Navy Pilots and Observers are two of the most critical manned categories in the RAN today, but they are on the mend. Elsewhere in this edition you will read that the Navy presence at RAAF East Sale is at an all time high level.

With ten RAN students on No 47 Basic Observer Course it is the biggest on record, and courses are set to get bigger, just over twice that size by 2008.

In the July 3 issue of Navy News you read about the twelve pilot students at No 2 Flying Training School at RAAF Pearce, the biggest number of students there in over twenty years.
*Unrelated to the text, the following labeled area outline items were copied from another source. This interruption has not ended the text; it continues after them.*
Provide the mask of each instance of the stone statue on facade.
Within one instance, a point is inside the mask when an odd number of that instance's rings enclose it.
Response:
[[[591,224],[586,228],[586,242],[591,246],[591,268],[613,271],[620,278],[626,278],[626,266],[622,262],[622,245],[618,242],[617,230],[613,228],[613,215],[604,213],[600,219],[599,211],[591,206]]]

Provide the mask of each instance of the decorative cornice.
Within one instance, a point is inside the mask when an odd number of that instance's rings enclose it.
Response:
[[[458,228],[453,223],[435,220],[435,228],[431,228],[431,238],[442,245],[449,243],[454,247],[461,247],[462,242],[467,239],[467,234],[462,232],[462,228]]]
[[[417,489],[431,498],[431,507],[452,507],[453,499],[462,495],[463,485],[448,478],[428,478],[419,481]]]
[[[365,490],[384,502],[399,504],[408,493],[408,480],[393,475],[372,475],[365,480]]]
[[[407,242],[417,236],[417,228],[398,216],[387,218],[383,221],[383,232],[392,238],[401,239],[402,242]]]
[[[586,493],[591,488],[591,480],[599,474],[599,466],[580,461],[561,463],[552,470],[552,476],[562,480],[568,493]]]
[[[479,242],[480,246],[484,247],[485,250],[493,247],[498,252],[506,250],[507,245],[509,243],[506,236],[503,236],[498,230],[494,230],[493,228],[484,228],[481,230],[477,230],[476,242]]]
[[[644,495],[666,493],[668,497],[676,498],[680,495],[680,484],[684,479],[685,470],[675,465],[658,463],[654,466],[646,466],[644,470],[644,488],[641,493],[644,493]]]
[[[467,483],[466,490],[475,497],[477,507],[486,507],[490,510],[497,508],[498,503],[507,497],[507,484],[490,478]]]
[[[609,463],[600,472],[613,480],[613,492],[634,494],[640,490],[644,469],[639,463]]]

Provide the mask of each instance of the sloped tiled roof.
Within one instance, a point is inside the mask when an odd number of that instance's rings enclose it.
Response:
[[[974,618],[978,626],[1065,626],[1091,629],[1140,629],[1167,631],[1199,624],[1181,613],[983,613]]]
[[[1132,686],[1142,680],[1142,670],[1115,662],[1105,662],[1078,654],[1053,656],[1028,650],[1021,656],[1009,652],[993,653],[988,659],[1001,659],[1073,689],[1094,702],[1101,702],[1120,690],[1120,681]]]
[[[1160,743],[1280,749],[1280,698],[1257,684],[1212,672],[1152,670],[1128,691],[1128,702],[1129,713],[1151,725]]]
Pilots’ courses are getting bigger too; by 2008 there will be 20 students at 2FTS.

This increase in Aviator training results from efforts of many who have worked very hard over the last year and include the manpower planners, recruiters, staff at DNOP, HMAS Creswell and ADFA.

All aviators across the fleet have also assisted by completing a very comprehensive survey which went to build the ADF Aircrew Decision Support System, which will help the Service Conditions staff identify what is required to keep the aviators we have in the Service.

All RAN Aviator students are being provided with a mentor to whom they can turn for help and advice when the need arises. This is not to circumnavigate the divisional system or the normal chain of command but to provide that little extra support. The aim is to ensure that at no time during a new officer’s career will he or she feel they are anything less than an essential element of our future capability.

The genesis of this Aviator get well program was the Aviation FEG Management meeting in November 2000, when it was decided to stand up a PRINCE2 project to initiate the program. In April 2002 the Sustainable Pilot and Observer Capability project or SPOC was borne.

The aim of SPOC is to create change that will provide qualified pilots and observers to fulfill Navy’s capability requirement by mid 2013 and to ensure a sustainable structure is in place to retain the capability.

Any resemblance to the Starship Enterprise is coincidental but we believe in positive thinking.